Authors: Clive Barker
Entonces, el hombre se le vino encima.
Le introdujo la mano entre el pelo y aferró un puñado. Aparentemente, no tenia intención de usar la violencia sino de escapar, puesto que soltó a Julia apenas logro apartarla de la puerta. Ella cayó contra la pared; mirando hacia arriba, lo vio luchar con el picaporte, apretándose las heridas con la mano libre.

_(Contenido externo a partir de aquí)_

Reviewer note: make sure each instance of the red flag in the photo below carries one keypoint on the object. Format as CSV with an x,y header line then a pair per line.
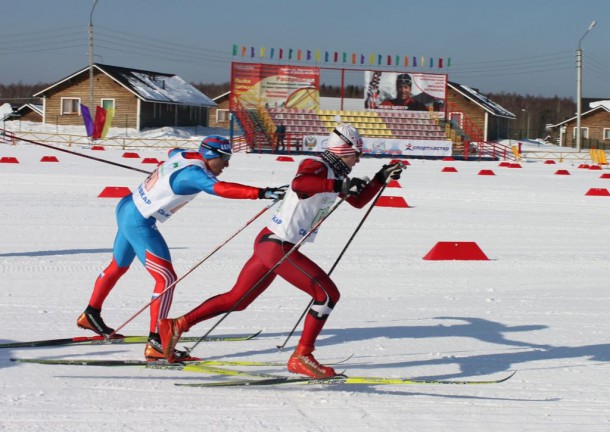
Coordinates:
x,y
87,119
100,120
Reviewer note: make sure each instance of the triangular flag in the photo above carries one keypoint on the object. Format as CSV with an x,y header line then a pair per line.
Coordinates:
x,y
87,119
108,122
98,124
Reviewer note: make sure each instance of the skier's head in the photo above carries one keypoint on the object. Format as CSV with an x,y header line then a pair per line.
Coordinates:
x,y
215,146
345,140
404,79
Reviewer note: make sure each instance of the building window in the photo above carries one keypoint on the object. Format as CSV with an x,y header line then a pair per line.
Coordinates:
x,y
70,106
223,116
108,104
585,133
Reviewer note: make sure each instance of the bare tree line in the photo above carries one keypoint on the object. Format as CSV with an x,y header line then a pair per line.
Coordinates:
x,y
541,110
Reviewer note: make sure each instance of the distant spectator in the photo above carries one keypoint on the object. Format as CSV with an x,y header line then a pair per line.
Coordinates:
x,y
280,134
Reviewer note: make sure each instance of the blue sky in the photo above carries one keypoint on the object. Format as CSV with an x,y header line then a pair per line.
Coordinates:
x,y
516,46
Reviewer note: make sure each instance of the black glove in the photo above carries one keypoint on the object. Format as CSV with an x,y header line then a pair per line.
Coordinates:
x,y
391,171
272,193
351,186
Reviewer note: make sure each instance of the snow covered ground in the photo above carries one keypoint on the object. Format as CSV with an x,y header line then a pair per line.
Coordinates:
x,y
538,306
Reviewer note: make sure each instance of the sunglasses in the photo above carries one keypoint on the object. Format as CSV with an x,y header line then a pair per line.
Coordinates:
x,y
224,156
347,141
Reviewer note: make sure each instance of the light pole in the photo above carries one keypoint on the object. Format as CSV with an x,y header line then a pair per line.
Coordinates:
x,y
91,98
579,87
527,131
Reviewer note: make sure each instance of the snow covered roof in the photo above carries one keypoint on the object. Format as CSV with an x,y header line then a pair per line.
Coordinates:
x,y
595,106
37,108
484,102
149,86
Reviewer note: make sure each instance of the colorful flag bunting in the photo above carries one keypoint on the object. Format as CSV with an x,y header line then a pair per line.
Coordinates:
x,y
108,122
87,119
98,123
345,57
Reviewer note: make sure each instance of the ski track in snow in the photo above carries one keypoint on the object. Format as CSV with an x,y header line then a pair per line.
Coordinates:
x,y
539,305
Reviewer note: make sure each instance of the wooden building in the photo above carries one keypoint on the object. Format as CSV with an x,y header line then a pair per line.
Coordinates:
x,y
140,99
220,115
481,118
595,126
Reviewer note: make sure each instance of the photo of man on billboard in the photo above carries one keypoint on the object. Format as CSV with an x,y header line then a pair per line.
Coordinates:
x,y
404,91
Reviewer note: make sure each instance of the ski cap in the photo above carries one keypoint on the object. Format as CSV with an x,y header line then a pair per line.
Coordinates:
x,y
404,79
345,140
214,146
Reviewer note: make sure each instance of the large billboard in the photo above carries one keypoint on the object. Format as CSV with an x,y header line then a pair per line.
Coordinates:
x,y
275,85
404,91
387,146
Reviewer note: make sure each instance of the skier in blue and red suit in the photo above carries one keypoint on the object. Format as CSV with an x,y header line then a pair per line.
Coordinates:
x,y
171,186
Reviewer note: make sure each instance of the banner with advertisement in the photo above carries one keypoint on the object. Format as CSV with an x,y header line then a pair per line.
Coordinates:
x,y
386,146
275,86
412,91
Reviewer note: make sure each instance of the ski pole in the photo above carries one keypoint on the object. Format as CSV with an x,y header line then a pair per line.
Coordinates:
x,y
82,155
270,271
280,347
263,210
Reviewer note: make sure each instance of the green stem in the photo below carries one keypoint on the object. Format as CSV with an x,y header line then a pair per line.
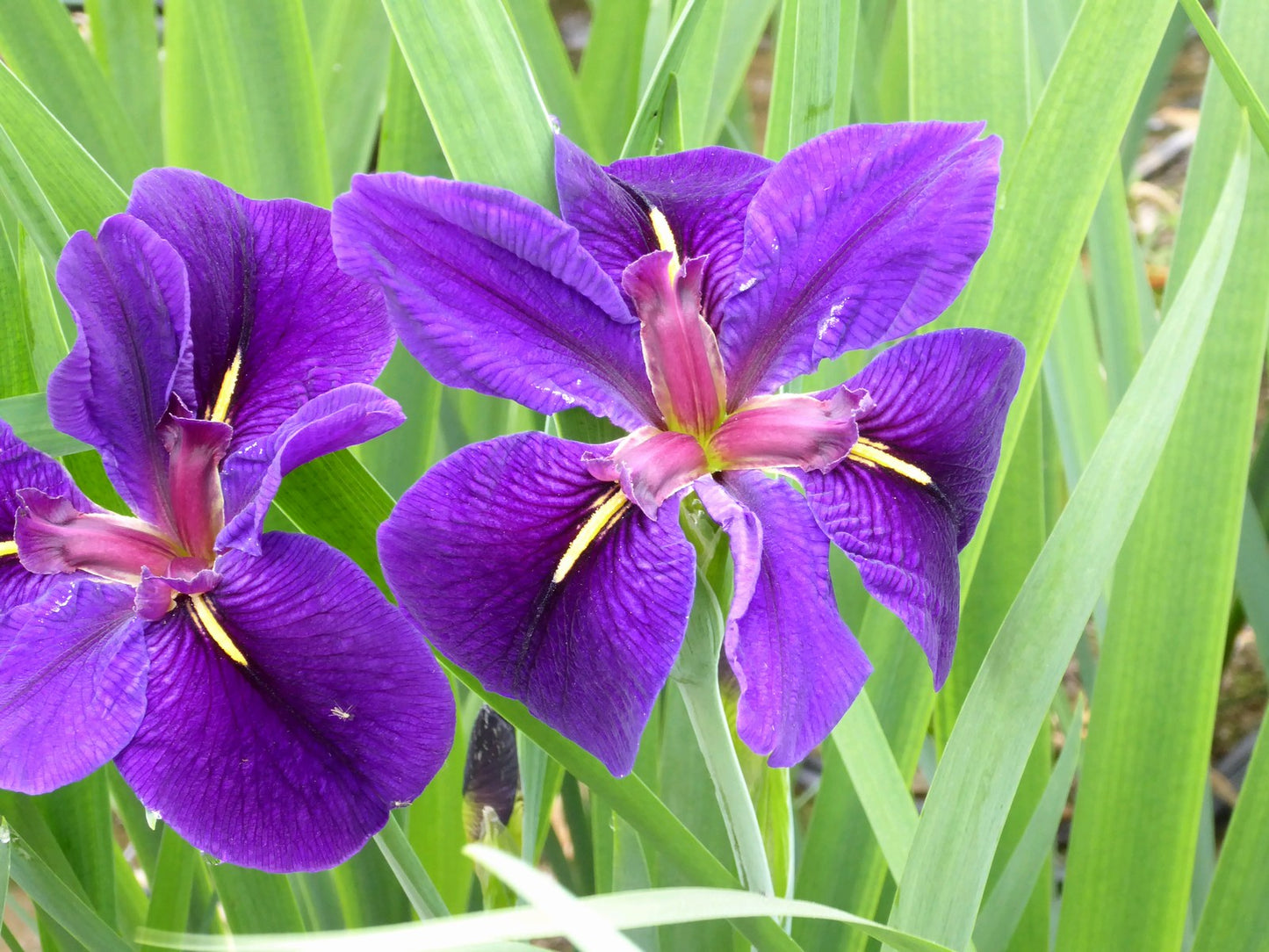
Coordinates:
x,y
407,869
713,735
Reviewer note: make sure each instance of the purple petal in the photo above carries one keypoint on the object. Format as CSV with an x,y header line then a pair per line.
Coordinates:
x,y
491,292
335,421
703,196
293,761
941,405
797,664
73,684
858,236
131,304
263,282
487,552
25,467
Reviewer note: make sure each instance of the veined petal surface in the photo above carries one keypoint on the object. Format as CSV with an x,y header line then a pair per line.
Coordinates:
x,y
294,761
941,402
494,293
797,664
25,467
857,236
702,193
73,683
130,297
274,321
546,584
335,421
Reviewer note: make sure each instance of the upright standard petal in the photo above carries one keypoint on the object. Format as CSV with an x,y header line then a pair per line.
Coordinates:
x,y
858,236
274,322
73,683
335,421
702,193
128,293
23,467
546,584
292,761
797,664
909,495
491,292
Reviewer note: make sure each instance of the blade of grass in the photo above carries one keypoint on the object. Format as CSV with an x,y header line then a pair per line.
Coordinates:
x,y
60,901
40,43
350,46
804,74
1006,903
478,88
70,182
256,901
548,60
1235,917
642,136
126,43
240,98
964,810
608,75
1229,70
1164,644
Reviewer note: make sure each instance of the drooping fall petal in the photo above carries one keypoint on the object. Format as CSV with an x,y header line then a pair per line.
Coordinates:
x,y
797,664
292,761
857,236
546,584
910,501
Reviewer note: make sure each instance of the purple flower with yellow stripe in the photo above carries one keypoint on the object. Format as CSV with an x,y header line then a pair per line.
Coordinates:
x,y
256,689
675,296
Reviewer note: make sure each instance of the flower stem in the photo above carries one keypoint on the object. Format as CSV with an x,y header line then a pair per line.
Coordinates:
x,y
419,888
713,735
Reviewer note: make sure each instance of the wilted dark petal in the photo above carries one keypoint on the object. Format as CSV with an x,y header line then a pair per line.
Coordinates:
x,y
703,196
73,683
797,664
128,293
25,467
546,584
293,761
941,407
858,236
493,292
264,285
250,478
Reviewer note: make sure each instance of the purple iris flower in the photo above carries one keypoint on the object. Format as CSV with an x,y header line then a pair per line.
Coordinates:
x,y
256,690
675,296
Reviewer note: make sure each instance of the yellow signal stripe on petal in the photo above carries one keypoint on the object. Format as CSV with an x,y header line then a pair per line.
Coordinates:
x,y
211,624
227,386
607,512
870,453
665,238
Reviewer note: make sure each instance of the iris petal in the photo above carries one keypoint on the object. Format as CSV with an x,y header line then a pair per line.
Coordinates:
x,y
294,761
25,467
941,402
493,292
797,664
128,293
702,193
547,586
73,683
273,320
858,236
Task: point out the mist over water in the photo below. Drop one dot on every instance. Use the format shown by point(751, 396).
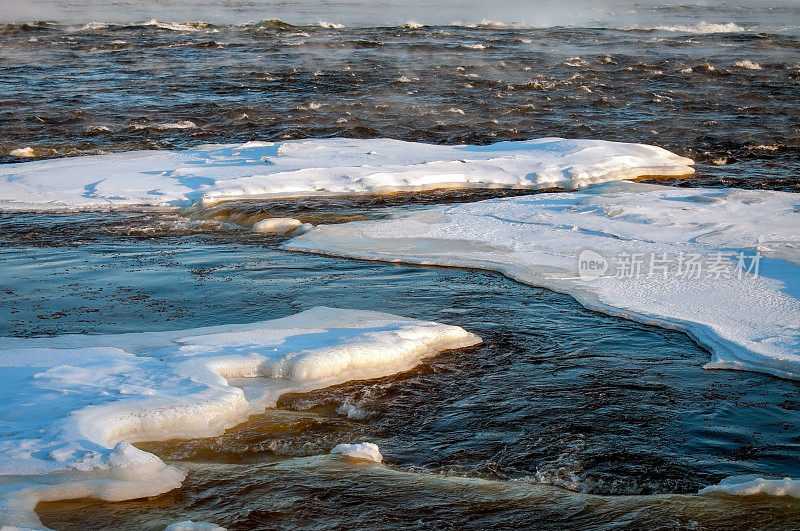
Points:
point(563, 417)
point(392, 13)
point(717, 83)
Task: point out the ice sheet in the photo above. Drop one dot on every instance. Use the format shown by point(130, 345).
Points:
point(316, 167)
point(696, 249)
point(71, 405)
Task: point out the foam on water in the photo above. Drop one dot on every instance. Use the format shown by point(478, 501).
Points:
point(71, 405)
point(748, 321)
point(366, 450)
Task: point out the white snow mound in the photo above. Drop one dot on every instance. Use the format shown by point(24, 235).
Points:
point(214, 173)
point(721, 264)
point(752, 485)
point(365, 450)
point(71, 405)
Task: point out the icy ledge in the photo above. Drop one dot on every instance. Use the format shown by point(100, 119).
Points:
point(748, 322)
point(316, 167)
point(71, 405)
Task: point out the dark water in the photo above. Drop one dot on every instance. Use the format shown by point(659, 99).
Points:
point(77, 87)
point(558, 405)
point(563, 417)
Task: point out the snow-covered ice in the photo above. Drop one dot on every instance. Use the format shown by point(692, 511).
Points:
point(365, 450)
point(71, 405)
point(213, 173)
point(752, 485)
point(189, 525)
point(688, 244)
point(277, 225)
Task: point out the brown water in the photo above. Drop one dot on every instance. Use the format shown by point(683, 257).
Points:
point(563, 417)
point(719, 84)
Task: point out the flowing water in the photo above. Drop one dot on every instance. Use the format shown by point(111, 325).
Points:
point(563, 416)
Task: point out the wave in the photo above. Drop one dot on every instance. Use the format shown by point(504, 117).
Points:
point(752, 485)
point(701, 28)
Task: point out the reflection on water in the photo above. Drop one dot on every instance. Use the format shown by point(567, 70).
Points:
point(559, 396)
point(717, 85)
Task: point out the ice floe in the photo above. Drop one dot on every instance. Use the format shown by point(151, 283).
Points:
point(721, 264)
point(213, 173)
point(71, 405)
point(365, 450)
point(189, 525)
point(752, 485)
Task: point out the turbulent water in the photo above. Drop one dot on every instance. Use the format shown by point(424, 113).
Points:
point(558, 405)
point(716, 84)
point(562, 417)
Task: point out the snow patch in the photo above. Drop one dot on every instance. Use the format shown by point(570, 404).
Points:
point(71, 405)
point(277, 225)
point(212, 173)
point(751, 485)
point(22, 152)
point(365, 450)
point(749, 322)
point(188, 525)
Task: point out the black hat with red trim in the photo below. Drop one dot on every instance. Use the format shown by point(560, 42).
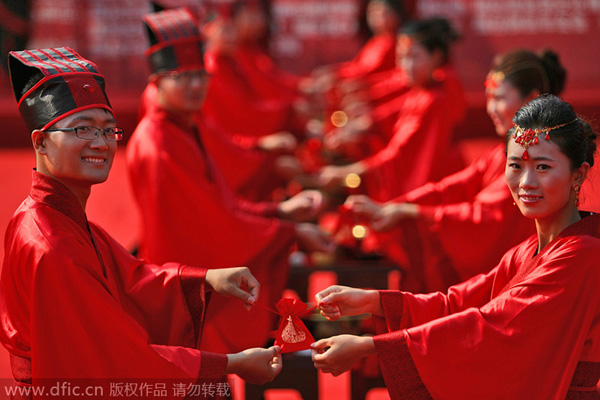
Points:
point(175, 41)
point(50, 84)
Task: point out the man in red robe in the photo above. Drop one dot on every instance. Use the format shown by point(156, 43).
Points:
point(527, 329)
point(180, 190)
point(74, 303)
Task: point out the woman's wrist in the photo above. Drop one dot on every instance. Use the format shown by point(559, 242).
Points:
point(233, 363)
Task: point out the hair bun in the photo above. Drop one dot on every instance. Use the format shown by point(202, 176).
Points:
point(555, 71)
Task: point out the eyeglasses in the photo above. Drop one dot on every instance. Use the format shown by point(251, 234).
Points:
point(91, 132)
point(188, 76)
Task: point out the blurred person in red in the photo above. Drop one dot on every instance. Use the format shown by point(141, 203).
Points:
point(447, 231)
point(378, 54)
point(251, 19)
point(419, 149)
point(189, 213)
point(527, 329)
point(76, 307)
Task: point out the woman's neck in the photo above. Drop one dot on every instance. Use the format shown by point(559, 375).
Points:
point(551, 227)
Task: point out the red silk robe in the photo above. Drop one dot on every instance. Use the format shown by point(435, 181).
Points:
point(236, 107)
point(264, 76)
point(247, 170)
point(190, 215)
point(468, 222)
point(377, 55)
point(75, 304)
point(529, 329)
point(418, 152)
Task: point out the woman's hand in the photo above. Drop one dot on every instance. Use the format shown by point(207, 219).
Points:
point(304, 206)
point(362, 206)
point(337, 354)
point(337, 301)
point(311, 238)
point(280, 142)
point(237, 282)
point(256, 366)
point(390, 215)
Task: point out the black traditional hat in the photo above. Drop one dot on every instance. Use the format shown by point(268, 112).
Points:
point(51, 84)
point(175, 41)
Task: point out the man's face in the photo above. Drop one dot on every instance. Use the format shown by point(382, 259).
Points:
point(183, 91)
point(75, 161)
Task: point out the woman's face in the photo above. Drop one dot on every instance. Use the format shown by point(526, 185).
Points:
point(503, 101)
point(542, 185)
point(416, 61)
point(223, 39)
point(75, 161)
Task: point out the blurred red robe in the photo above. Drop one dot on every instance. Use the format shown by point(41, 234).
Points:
point(263, 75)
point(76, 305)
point(377, 55)
point(190, 215)
point(419, 150)
point(529, 329)
point(236, 107)
point(247, 170)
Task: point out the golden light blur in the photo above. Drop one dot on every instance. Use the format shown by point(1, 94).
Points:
point(352, 181)
point(339, 119)
point(359, 231)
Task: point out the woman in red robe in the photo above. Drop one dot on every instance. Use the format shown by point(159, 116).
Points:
point(180, 189)
point(417, 153)
point(76, 307)
point(450, 230)
point(530, 327)
point(377, 55)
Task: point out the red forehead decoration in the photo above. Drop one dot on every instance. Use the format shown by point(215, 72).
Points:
point(529, 137)
point(494, 79)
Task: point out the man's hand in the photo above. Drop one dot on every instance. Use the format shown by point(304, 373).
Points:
point(337, 301)
point(311, 238)
point(304, 206)
point(256, 366)
point(337, 354)
point(237, 282)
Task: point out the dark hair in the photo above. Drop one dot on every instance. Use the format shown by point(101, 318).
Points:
point(576, 139)
point(397, 6)
point(528, 71)
point(433, 34)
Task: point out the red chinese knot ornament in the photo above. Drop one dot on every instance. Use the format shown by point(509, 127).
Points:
point(293, 334)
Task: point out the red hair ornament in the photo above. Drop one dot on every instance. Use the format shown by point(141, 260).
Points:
point(529, 137)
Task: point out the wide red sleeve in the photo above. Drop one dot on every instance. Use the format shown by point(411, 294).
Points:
point(529, 337)
point(83, 324)
point(416, 153)
point(377, 55)
point(403, 309)
point(460, 186)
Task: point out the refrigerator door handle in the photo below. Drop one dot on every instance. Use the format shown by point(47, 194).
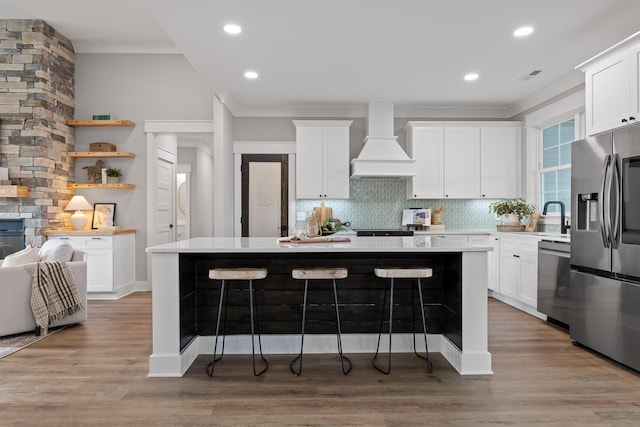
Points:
point(615, 185)
point(604, 217)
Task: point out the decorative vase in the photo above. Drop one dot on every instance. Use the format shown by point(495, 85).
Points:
point(512, 219)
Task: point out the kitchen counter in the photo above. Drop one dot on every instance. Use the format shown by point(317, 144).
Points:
point(184, 299)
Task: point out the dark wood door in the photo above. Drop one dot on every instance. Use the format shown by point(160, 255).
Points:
point(283, 159)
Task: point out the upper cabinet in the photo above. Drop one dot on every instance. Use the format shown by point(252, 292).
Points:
point(425, 144)
point(464, 160)
point(499, 161)
point(612, 87)
point(322, 159)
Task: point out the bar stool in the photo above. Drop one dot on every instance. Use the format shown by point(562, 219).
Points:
point(320, 274)
point(402, 273)
point(249, 274)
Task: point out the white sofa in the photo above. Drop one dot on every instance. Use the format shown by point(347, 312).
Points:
point(15, 296)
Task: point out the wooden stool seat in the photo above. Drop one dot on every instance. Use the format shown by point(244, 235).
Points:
point(403, 273)
point(332, 274)
point(243, 274)
point(319, 273)
point(237, 273)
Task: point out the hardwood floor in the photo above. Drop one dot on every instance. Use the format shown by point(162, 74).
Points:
point(95, 374)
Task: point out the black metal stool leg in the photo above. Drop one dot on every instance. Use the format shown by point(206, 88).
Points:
point(253, 352)
point(373, 362)
point(424, 332)
point(304, 316)
point(342, 357)
point(215, 345)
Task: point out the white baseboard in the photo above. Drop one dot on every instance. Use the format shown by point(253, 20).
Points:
point(517, 304)
point(139, 286)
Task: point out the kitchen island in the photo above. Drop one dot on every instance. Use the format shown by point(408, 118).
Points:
point(185, 300)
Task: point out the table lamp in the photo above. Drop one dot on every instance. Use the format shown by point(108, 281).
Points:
point(78, 219)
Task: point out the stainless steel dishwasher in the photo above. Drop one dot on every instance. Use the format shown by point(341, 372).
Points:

Ahora Julia actuó a toda prisa. En un solo movimiento fluido, fue hasta donde estaba tirado el cuchillo, se levanto y volvió al sitio donde estaba él. El sujeto había logrado abrir la puerta solo unos centímetros, pero no lo suficiente. Julia descargo el cuchillo en el medio de la espalda marcada de viruela. Él grito y soltó el picaporte. Ella ya estaba retirando el cuchillo y clavándoselo por segunda vez, y por tercera, y por cuarta. En realidad, perdió la cuenta de las heridas que le infligía; la persistencia con que él se negaba a echarse al suelo y morir la obligaba a atacarlo con más ensañamiento. El hombre camino a los tumbos por el cuarto, lamentándose y quejándose, mientras la sangre le chorreaba por las nalgas y las piernas. Finalmente, después de un siglo de estar haciendo el ridículo, se inclino a un costado y se desplomó en el piso.
Esta vez, Julia estuvo segura de que sus sentidos no la engañaban. La habitación, o el espíritu que se encontraba en ella, respondió con suaves suspiros expectantes.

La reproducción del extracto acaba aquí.